Evaluating the efficacy of bimanual compression of abdomen-flank to control postoperative bleeding after percutaneous nephrolithotomy: A randomized clinical trial
PURPOSE To investigate the influence of bimanual compression of abdomen-flank to control bleeding after completion of percutaneous nephrolithotomy (PCNL) including tubeless PCNL. MATERIALS AND METHODS This study is a parallel-group randomized clinical trial with 1:1:1 randomization. Ninety patients who were candidates for PCNL during July to October 2019 were enrolled. After completion of PCNL operation, patients were randomized into three groups to receive bimanual abdomen-flank compression for 0, 3, and 7 min by the operating surgeon with the opening of sealed envelopes (groups 0, 3, and 7 min afterwards). Preoperative, 24, and 48 h postoperative hemoglobin (Hb) and electrolytes were collected. The primary endpoint of interest was the comparison of 48-h blood loss across study groups. Secondary endpoints included the percent drop in 24- and 48-h Hb, transfusion rates, and operation complications.
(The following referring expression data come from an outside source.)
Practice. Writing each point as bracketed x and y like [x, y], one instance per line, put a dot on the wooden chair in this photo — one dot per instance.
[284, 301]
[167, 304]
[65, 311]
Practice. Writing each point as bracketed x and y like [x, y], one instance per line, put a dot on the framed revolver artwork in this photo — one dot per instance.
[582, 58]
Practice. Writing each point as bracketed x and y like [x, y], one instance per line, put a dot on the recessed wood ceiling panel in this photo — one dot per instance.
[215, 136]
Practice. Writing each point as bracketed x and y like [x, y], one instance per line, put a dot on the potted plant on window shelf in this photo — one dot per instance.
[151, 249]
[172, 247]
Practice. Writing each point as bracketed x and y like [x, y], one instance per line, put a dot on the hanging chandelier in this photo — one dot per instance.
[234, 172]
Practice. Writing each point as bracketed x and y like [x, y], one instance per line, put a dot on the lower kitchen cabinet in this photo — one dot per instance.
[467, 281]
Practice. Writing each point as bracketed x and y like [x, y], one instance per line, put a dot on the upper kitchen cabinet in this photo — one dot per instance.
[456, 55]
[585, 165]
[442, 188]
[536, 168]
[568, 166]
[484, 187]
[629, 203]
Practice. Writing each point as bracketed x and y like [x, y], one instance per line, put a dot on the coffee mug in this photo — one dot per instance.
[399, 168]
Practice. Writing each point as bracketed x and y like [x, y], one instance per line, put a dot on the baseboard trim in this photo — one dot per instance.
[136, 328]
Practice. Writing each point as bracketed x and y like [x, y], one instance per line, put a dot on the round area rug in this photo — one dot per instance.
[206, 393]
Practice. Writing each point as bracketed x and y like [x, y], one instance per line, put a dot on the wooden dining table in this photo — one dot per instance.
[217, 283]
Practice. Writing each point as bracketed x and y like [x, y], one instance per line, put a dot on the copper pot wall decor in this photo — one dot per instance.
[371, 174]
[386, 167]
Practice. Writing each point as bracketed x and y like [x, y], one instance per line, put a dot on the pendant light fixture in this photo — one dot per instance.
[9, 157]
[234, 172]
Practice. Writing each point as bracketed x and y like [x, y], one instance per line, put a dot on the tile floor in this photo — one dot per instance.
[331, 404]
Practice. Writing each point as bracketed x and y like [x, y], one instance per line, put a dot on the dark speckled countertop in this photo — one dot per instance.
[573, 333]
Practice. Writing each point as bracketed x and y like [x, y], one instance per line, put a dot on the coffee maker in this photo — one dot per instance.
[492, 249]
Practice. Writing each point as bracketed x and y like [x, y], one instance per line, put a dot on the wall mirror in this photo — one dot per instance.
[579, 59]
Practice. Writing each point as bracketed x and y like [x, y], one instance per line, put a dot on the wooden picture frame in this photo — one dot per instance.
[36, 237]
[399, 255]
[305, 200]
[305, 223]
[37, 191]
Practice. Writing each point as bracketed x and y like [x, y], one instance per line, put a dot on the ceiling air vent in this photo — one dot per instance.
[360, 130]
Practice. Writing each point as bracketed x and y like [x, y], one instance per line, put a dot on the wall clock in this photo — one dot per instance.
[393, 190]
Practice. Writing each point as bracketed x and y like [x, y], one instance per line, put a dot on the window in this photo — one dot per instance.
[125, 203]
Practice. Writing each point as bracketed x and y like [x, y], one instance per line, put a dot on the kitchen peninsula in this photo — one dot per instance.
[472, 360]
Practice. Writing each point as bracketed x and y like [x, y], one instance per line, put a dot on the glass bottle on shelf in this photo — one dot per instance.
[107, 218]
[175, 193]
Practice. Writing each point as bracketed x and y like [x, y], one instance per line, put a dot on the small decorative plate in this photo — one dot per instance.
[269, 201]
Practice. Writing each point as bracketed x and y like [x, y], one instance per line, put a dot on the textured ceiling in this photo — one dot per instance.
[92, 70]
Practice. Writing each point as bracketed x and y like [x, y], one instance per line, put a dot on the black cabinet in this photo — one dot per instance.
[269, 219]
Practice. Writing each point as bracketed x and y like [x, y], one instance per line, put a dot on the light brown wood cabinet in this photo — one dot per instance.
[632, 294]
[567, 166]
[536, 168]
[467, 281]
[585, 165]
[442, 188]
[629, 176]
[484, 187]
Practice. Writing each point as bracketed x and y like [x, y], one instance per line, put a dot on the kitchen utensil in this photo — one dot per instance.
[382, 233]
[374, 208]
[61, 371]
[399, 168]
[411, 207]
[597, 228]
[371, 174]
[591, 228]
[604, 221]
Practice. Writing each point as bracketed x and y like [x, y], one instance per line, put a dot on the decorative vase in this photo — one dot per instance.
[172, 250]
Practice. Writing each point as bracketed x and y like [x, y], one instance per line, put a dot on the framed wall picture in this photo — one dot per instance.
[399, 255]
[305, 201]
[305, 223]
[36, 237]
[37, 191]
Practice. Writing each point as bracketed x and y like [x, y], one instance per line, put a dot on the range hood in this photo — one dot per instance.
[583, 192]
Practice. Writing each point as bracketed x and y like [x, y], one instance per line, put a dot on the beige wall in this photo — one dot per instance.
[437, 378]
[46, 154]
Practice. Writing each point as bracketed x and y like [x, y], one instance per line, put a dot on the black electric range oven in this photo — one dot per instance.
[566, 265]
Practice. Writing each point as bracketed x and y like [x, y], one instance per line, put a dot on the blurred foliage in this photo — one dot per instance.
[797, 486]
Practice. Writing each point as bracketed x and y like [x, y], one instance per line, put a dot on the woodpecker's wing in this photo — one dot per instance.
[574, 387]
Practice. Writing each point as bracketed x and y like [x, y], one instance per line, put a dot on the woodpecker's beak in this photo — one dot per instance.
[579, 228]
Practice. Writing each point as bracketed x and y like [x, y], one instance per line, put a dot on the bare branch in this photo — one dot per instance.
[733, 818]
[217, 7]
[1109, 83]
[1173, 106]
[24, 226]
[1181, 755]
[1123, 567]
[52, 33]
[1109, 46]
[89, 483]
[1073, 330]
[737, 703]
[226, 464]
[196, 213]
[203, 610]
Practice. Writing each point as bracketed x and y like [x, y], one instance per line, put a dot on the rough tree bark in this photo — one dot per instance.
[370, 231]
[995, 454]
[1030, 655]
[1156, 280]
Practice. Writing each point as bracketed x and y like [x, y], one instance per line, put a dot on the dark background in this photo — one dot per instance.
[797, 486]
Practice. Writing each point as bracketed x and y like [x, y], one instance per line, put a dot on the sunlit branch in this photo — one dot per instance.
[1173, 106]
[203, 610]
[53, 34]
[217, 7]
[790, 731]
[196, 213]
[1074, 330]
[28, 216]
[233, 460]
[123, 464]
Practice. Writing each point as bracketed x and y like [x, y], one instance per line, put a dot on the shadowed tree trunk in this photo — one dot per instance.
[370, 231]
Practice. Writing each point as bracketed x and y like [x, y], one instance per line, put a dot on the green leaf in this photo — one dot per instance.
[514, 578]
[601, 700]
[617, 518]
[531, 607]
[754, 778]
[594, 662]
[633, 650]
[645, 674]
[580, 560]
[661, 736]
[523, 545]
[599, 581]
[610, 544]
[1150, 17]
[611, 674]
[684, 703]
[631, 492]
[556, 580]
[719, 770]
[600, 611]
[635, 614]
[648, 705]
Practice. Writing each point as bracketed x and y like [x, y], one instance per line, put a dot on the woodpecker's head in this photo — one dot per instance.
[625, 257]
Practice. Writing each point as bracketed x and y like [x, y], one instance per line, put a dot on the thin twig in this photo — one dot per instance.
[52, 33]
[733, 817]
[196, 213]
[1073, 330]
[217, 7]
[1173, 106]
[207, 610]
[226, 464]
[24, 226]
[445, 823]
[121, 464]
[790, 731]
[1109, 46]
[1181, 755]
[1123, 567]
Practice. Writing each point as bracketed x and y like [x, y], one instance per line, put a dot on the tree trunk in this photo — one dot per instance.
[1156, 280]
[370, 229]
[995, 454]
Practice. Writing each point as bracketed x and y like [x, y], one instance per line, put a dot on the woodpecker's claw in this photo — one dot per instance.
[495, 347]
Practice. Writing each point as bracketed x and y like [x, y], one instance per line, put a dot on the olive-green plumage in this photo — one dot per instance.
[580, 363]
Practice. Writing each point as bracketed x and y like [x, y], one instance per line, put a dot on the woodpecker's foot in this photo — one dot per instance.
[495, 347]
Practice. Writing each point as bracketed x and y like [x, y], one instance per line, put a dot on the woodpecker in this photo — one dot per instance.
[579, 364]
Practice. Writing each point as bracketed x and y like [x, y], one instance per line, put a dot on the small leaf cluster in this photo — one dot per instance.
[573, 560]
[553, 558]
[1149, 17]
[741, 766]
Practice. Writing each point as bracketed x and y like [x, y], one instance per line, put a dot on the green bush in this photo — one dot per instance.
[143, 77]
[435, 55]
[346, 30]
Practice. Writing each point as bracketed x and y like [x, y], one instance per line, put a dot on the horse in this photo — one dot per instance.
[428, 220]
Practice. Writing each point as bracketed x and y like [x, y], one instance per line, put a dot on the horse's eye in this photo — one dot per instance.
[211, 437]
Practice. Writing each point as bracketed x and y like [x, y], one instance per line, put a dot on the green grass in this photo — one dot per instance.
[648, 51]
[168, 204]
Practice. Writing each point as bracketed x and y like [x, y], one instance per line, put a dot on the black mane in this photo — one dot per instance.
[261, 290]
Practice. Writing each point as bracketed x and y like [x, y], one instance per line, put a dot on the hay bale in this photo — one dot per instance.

This trial is registered at www.irct.ir with the following number: IRCT20190618043925N1 on 18 July 2019. RESULTS There was no statistically significant difference in study groups regarding stone mass, stone location, access location, and patients' age (all p > 0.05). The medians (IQR) of 48-h blood loss were 490 mL (105-916), 338 mL (160-933), and 413 mL (71-650) in groups of 0, 3, and 7 min. The percent drop in 24-h postoperative Hb relative to preoperative Hb were 11.5 ± 8.6% versus 9.2 ± 7.3% versus 9.3 ± 6.8% (p = 0.44) and relative values for the percent drop in 48-h Hb relative to preoperative Hb were 8.6 ± 8.7% versus 9.5 ± 9.9% versus 7.2 ± 9.6% (p = 0.63) in groups of 0, 3, and 7 min respectively. Transfusion was needed in four patients in group 0 min, five patients in group 3 min, and three patients in group 7 min. CONCLUSIONS The results of this study reveal that postoperative bimanual compression of abdomen-flank has no statistically significant influence on the control of bleeding after PCNL operations.